Al oír esas palabras Francisca suspiró aliviada y lo abrazó con fuerza.

-Esta tarde te espero en mi casa, entra por la puerta del patio. -le dijo él.

 

Abrió la reja con cuidado para que no chirriara y se aseguró que no había nadie en la calle. Se adentró en la casa por la pequeña puerta y subió deprisa las escaleras oscuras y angostas, cruzó el recibidor y llegó al dormitorio. Estaba avivando el fuego cuando la oyó entrar.
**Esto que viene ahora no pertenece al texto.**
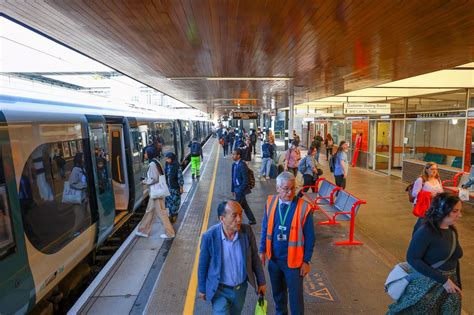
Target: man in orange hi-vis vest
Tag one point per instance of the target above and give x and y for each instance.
(287, 243)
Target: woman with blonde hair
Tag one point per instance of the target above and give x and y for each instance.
(425, 188)
(156, 207)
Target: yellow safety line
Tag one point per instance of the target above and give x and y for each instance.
(192, 287)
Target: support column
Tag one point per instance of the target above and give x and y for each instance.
(291, 104)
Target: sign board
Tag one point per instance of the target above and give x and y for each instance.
(366, 108)
(244, 115)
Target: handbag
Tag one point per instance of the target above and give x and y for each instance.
(261, 307)
(463, 194)
(71, 195)
(402, 274)
(159, 189)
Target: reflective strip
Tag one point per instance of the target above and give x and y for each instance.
(296, 244)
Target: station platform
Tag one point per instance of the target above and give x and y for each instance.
(155, 277)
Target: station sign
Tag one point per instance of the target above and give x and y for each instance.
(244, 115)
(366, 108)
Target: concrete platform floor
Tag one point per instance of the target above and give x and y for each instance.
(343, 280)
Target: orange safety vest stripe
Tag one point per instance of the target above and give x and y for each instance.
(296, 237)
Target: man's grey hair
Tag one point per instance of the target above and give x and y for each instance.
(284, 177)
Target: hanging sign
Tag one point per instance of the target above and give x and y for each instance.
(244, 115)
(366, 108)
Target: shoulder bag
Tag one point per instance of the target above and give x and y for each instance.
(159, 189)
(401, 275)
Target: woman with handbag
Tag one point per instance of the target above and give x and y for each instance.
(310, 169)
(156, 203)
(175, 181)
(434, 254)
(425, 188)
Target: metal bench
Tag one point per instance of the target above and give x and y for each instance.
(335, 203)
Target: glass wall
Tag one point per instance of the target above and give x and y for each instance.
(439, 141)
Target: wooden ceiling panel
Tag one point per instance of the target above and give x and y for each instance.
(328, 47)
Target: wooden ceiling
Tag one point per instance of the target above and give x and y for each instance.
(328, 47)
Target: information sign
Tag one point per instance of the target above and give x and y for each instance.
(366, 108)
(244, 115)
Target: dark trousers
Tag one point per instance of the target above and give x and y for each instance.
(240, 198)
(225, 147)
(340, 181)
(309, 180)
(286, 282)
(293, 170)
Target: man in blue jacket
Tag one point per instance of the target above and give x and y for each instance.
(240, 184)
(228, 260)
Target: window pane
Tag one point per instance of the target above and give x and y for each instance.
(54, 196)
(6, 232)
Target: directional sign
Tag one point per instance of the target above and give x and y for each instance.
(244, 115)
(366, 108)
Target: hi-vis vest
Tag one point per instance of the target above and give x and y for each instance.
(296, 238)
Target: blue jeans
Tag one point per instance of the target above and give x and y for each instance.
(229, 301)
(286, 281)
(266, 165)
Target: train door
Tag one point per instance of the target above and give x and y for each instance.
(118, 159)
(102, 176)
(17, 288)
(177, 141)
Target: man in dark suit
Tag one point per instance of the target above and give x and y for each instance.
(228, 260)
(240, 184)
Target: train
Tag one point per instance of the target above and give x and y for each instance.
(44, 234)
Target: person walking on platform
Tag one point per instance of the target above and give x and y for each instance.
(317, 141)
(253, 141)
(425, 188)
(267, 160)
(230, 140)
(223, 140)
(328, 143)
(341, 164)
(196, 156)
(287, 242)
(309, 169)
(175, 181)
(240, 184)
(156, 207)
(434, 254)
(228, 261)
(292, 158)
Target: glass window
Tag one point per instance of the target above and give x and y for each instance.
(98, 142)
(7, 242)
(53, 196)
(439, 141)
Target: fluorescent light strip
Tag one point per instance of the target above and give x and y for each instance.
(233, 78)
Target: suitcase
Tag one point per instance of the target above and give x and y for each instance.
(273, 171)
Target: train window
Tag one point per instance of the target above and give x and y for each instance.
(53, 196)
(7, 242)
(165, 136)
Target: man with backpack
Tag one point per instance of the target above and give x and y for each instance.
(242, 181)
(317, 140)
(196, 155)
(267, 159)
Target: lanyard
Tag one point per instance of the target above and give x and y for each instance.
(282, 220)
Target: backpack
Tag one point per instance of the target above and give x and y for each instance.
(195, 148)
(332, 163)
(251, 176)
(302, 166)
(409, 190)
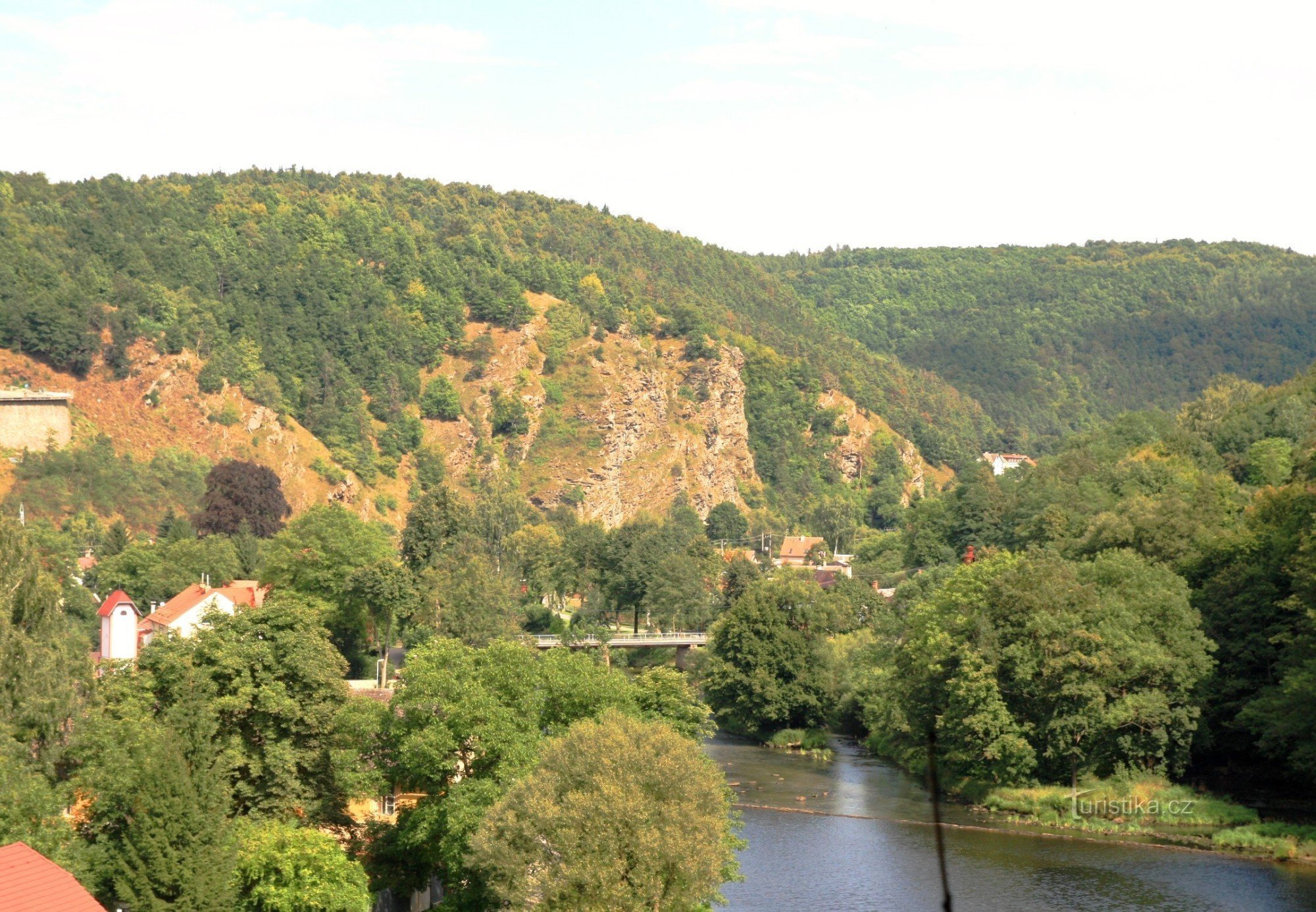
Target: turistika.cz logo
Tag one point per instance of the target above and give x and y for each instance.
(1130, 807)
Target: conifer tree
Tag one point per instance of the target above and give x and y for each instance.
(172, 846)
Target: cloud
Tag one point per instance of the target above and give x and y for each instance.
(792, 44)
(156, 86)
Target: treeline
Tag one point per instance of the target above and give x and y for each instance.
(219, 772)
(1173, 551)
(326, 297)
(1053, 340)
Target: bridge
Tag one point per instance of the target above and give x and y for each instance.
(681, 640)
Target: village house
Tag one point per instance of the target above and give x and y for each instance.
(796, 551)
(30, 882)
(119, 621)
(1001, 463)
(188, 610)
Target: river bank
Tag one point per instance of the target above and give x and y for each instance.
(855, 834)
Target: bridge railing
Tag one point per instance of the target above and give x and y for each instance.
(676, 639)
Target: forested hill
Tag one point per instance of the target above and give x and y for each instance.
(1051, 340)
(309, 289)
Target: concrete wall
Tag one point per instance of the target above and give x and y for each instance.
(27, 424)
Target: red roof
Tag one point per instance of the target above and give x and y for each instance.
(799, 547)
(30, 882)
(116, 599)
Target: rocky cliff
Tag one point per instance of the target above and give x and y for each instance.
(617, 423)
(851, 449)
(624, 424)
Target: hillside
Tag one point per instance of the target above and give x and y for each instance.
(335, 299)
(143, 444)
(1052, 340)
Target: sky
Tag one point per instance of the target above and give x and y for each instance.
(759, 126)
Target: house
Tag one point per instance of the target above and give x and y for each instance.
(1001, 463)
(32, 420)
(184, 614)
(796, 551)
(30, 882)
(836, 569)
(119, 619)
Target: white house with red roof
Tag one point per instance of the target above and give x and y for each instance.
(796, 551)
(1003, 463)
(119, 619)
(188, 611)
(30, 882)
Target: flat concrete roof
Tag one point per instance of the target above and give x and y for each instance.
(34, 397)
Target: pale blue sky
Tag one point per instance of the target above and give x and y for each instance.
(753, 124)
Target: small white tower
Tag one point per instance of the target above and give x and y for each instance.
(119, 619)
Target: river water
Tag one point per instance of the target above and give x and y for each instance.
(799, 861)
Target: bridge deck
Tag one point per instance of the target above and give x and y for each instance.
(626, 640)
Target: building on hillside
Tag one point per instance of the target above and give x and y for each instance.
(732, 553)
(836, 569)
(119, 621)
(32, 420)
(1002, 463)
(796, 551)
(188, 610)
(30, 882)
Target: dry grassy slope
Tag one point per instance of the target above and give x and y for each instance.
(849, 452)
(181, 419)
(634, 424)
(635, 427)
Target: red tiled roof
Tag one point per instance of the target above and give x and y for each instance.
(116, 599)
(181, 605)
(30, 882)
(799, 545)
(245, 593)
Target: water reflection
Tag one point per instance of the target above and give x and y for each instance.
(799, 861)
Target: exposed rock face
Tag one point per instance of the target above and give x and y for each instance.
(659, 444)
(659, 426)
(160, 406)
(852, 449)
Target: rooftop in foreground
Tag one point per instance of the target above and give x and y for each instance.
(34, 395)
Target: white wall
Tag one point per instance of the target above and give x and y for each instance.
(188, 623)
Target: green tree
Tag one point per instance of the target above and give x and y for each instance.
(1075, 667)
(434, 526)
(440, 401)
(473, 602)
(764, 671)
(319, 552)
(727, 523)
(276, 684)
(507, 414)
(1271, 461)
(282, 868)
(161, 836)
(469, 724)
(157, 573)
(667, 842)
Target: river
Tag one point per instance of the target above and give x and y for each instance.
(798, 861)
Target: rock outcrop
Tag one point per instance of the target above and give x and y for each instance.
(852, 449)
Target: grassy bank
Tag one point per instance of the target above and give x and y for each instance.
(1275, 840)
(1135, 805)
(813, 742)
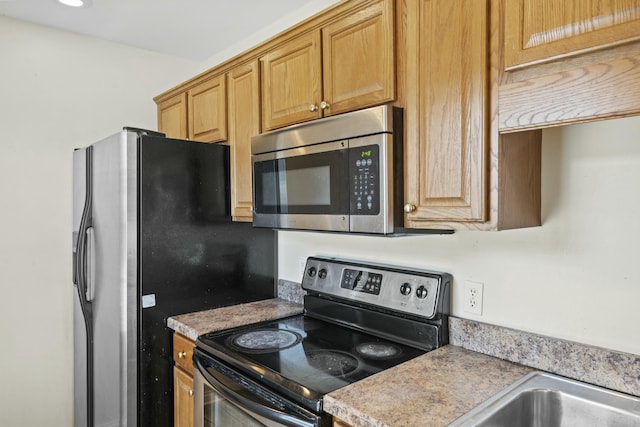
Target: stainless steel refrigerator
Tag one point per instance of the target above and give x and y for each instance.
(152, 238)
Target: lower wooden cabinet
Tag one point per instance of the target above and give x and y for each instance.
(182, 381)
(182, 398)
(339, 423)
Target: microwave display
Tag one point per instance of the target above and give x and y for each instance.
(364, 166)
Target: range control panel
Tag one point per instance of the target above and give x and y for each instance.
(419, 292)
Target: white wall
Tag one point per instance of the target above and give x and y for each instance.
(577, 277)
(57, 91)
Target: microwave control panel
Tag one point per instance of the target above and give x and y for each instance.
(364, 168)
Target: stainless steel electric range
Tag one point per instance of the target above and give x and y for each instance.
(359, 319)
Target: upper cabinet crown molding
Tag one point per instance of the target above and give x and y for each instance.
(545, 30)
(568, 61)
(172, 116)
(346, 64)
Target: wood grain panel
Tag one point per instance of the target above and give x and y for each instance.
(208, 111)
(358, 59)
(291, 82)
(244, 122)
(594, 91)
(183, 410)
(447, 132)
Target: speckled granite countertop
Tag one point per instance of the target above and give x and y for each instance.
(192, 325)
(442, 385)
(430, 390)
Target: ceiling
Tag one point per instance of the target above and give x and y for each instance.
(190, 29)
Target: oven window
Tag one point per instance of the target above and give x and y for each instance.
(308, 184)
(218, 412)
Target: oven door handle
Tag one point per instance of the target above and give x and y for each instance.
(250, 405)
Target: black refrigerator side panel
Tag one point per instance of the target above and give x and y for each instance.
(192, 257)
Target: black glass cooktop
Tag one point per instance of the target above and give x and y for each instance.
(304, 357)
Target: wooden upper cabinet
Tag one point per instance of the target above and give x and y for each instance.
(208, 110)
(447, 111)
(354, 68)
(172, 116)
(359, 59)
(244, 122)
(542, 30)
(292, 82)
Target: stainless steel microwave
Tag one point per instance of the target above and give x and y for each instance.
(341, 173)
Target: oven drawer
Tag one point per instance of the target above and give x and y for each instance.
(222, 393)
(183, 352)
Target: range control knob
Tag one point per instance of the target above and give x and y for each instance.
(421, 292)
(405, 289)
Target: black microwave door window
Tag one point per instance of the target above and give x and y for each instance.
(308, 184)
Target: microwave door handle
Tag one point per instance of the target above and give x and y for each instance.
(250, 405)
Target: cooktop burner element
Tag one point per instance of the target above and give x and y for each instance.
(376, 350)
(336, 363)
(358, 320)
(265, 340)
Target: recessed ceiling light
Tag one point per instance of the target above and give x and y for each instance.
(76, 3)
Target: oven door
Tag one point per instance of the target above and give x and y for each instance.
(302, 188)
(224, 397)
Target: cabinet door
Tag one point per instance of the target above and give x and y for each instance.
(182, 398)
(208, 111)
(244, 122)
(446, 115)
(358, 59)
(172, 116)
(291, 82)
(541, 30)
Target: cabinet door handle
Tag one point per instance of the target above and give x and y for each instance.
(408, 208)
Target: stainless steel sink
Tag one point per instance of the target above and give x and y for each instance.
(545, 400)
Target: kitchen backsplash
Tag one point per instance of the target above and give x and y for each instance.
(595, 365)
(291, 291)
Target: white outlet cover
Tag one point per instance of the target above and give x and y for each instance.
(473, 297)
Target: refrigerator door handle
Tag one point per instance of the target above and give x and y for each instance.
(91, 263)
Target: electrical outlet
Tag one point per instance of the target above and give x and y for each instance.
(302, 263)
(473, 297)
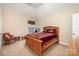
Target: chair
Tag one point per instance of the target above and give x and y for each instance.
(8, 38)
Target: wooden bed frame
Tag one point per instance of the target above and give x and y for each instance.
(36, 44)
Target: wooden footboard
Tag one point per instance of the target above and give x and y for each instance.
(35, 44)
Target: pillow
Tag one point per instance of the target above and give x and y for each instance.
(45, 30)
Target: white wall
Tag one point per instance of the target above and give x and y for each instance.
(61, 18)
(75, 24)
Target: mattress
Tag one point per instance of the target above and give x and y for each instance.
(44, 37)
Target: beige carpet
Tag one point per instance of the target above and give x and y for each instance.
(19, 49)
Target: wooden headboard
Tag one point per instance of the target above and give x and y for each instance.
(52, 29)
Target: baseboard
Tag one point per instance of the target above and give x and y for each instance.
(63, 43)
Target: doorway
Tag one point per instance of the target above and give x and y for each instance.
(75, 25)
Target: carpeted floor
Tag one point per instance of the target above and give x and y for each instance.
(20, 49)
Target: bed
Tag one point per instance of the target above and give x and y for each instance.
(40, 41)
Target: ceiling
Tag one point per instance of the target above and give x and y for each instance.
(34, 5)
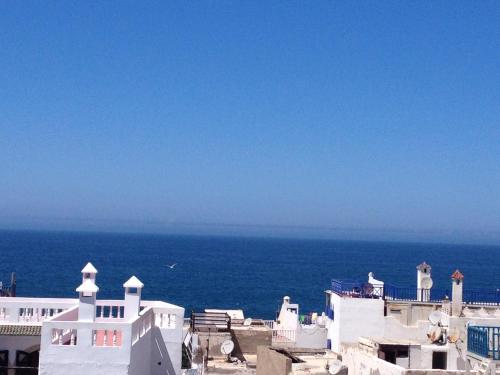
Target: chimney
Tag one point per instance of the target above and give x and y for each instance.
(133, 289)
(87, 294)
(457, 293)
(88, 273)
(424, 282)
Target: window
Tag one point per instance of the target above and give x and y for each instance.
(439, 360)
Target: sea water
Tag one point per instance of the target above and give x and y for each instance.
(229, 272)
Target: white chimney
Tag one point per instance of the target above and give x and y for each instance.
(424, 282)
(89, 273)
(133, 288)
(86, 306)
(457, 293)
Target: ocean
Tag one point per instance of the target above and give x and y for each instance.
(229, 272)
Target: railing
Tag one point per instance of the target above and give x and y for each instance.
(269, 323)
(165, 320)
(142, 325)
(413, 294)
(107, 337)
(210, 321)
(484, 341)
(110, 309)
(482, 297)
(32, 310)
(284, 336)
(25, 370)
(357, 289)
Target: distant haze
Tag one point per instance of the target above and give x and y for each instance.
(370, 121)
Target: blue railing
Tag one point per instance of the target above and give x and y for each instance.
(354, 288)
(414, 294)
(482, 297)
(357, 289)
(484, 341)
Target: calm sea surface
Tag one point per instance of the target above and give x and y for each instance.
(249, 273)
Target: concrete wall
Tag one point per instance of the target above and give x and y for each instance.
(355, 317)
(249, 338)
(213, 341)
(14, 343)
(313, 337)
(140, 356)
(270, 362)
(361, 363)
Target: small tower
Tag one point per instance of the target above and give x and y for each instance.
(457, 293)
(424, 282)
(87, 294)
(89, 273)
(133, 289)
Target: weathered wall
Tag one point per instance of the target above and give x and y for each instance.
(248, 339)
(15, 343)
(313, 337)
(355, 317)
(270, 362)
(213, 341)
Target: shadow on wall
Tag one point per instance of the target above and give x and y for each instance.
(161, 363)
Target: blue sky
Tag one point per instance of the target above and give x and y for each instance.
(360, 120)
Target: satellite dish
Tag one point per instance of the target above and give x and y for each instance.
(453, 335)
(227, 347)
(435, 333)
(426, 283)
(435, 317)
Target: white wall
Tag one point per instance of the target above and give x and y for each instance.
(15, 343)
(355, 317)
(312, 336)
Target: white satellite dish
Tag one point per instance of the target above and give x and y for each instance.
(435, 333)
(227, 347)
(454, 335)
(426, 283)
(435, 317)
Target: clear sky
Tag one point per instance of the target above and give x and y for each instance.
(361, 120)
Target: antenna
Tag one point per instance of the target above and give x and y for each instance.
(435, 317)
(227, 348)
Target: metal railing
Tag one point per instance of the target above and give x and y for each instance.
(482, 297)
(210, 321)
(284, 336)
(357, 289)
(414, 294)
(484, 341)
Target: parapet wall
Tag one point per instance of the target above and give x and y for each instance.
(270, 362)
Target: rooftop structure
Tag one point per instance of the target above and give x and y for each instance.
(381, 327)
(85, 335)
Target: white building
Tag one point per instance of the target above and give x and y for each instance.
(376, 326)
(91, 336)
(290, 331)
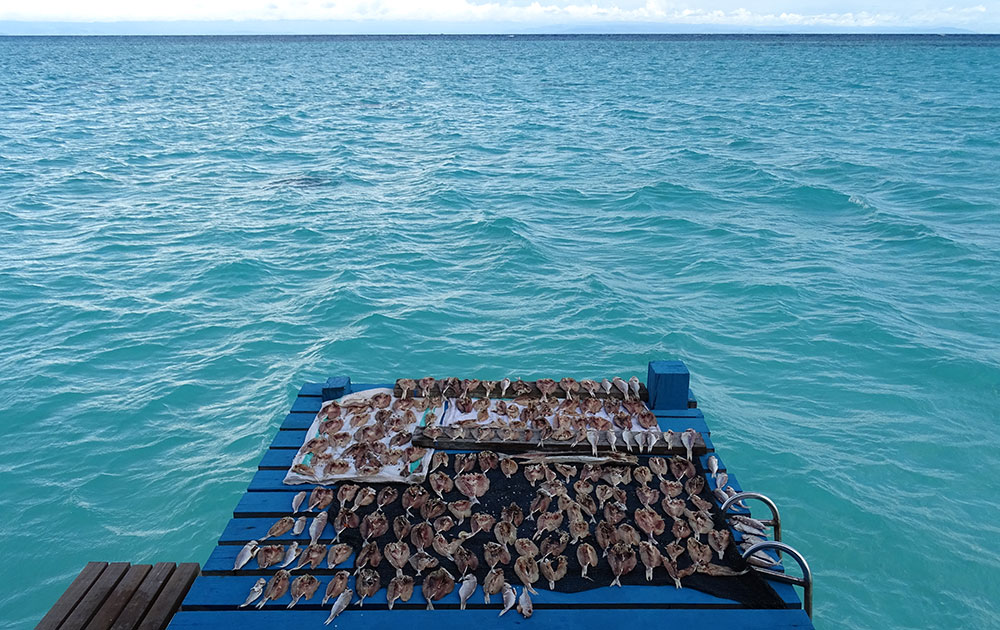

Sin apuro se desnudaron mientras los besos hacían pausas en cada recodo de sus cuerpos, ella se abrió como una flor y él se adentró para comenzar una de las mas bellas danzas de amor, lo esperó en cada parada del camino y ambos llegaron juntos al mas hermoso paraje nunca visto.

Pasaron el resto de la tarde en la cama, contándose los más íntimos secretos, riendo, bebiendo vino dulce y haciendo planes.

Al caer la noche se despidieron con la promesa de verse al día siguiente para determinar qué día se marcharían.

 

Salía por la puerta cuando el reloj del ayuntamiento estaba dando las diez de la noche. En su urgencia por llegar a casa no se percató que había alguien en la esquina. Avanzó deprisa y sólo notó su presencia cuando ya lo tenía encima. Braulio le asestó una puñalada en el vientre, Francisca lo miró horrorizada, sin mediar palabra hundió de nuevo la navaja, esta vez en un costado, y una tercera vez en la espalda cuando ella trataba de huir. La miró desvanecerse y quedar tendida en el suelo rodeada de sangre.

Abatido se dio la vuelta y se dirigió  camino de su casa.